At the sound of his deep voice the dog, which had, panting, dropped at his feet after a wild, purposeless dash through the underbrush, looked up with bright eyes whose expression conveyed both worship and a question, and, as the man bent and stroked his wiry coat, rustled the pine needles with his stubby tail.

The picture held no other animate creatures, and no other sound disturbed the silence of the woods.

By the hunter's serviceable nickeled timepiece the afternoon was not spent; but the sun was already swinging low over the western mountaintop, and its slanting rays, as they filtered through the leafy network overhead, had begun to take on the richer gold of early evening, and the thick forest foliage of oddly intermingled oak and pine, beech and poplar, was assuming deeper, more velvety tones.
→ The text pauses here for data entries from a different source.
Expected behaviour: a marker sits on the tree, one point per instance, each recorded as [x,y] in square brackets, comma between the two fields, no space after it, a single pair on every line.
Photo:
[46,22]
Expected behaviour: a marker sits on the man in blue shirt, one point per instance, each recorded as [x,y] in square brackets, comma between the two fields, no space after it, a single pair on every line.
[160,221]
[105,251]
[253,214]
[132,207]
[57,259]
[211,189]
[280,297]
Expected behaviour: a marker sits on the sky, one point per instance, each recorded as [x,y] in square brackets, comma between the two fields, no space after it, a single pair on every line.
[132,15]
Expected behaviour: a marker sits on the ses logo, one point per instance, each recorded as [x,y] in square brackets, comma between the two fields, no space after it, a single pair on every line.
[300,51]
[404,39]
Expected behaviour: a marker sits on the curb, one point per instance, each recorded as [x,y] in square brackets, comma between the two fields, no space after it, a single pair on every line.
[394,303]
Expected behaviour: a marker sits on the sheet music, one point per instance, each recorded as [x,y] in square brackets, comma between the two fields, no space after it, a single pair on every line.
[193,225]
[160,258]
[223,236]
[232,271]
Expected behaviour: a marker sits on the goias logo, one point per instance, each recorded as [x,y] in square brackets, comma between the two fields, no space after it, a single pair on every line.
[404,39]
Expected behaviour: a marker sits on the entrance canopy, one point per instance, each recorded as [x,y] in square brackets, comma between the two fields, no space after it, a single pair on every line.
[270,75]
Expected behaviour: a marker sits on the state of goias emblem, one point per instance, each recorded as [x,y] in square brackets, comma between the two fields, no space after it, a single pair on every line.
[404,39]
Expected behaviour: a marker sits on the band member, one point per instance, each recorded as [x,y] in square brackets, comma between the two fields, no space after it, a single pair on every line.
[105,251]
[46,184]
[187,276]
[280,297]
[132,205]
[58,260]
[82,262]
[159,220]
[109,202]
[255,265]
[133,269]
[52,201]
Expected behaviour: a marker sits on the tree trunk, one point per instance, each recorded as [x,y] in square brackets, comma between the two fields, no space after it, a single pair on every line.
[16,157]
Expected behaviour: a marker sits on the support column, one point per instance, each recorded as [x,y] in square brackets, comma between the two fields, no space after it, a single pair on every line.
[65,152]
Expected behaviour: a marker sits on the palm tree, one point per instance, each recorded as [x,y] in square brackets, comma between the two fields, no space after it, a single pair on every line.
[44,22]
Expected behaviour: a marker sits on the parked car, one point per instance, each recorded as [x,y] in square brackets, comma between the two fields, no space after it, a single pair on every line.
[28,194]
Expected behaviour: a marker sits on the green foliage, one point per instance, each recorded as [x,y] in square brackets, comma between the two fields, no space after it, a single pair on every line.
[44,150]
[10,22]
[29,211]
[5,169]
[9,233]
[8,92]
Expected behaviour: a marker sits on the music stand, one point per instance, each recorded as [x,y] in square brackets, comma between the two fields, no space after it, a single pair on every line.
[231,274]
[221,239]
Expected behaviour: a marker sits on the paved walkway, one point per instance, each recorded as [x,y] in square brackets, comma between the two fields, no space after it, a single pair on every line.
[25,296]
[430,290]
There was solemn beauty in the scene; but, for the moment, the man was out of tune with the vibrant color harmonies, and he frankly stated the reason in his next words, which were addressed to his unlovely canine companion, whose sagacity more than compensated for his appealing homeliness.

"Mike, we're lost!"

City born and bred though he was, the man took a not unjustifiable pride in the woodcraft which he had acquired during many vacations spent in the wilds; hence it was humiliating to have to admit that fact—even to his dog. To be sure, the fastnesses of the border Cumberlands were new to him; but his vanity was hurt by the realization that he had tramped for nearly an hour through serried ranks of ancient trees and crowding thickets of laurel and rhododendron—which seemed to take a personal delight in impeding the progress of a "furriner"—and over craggy rocks, only to find, at the end of that time, that he was entering one end of a short ravine from the other end of which he had started with the vague purpose of seeking the path by which he had climbed from the valley village.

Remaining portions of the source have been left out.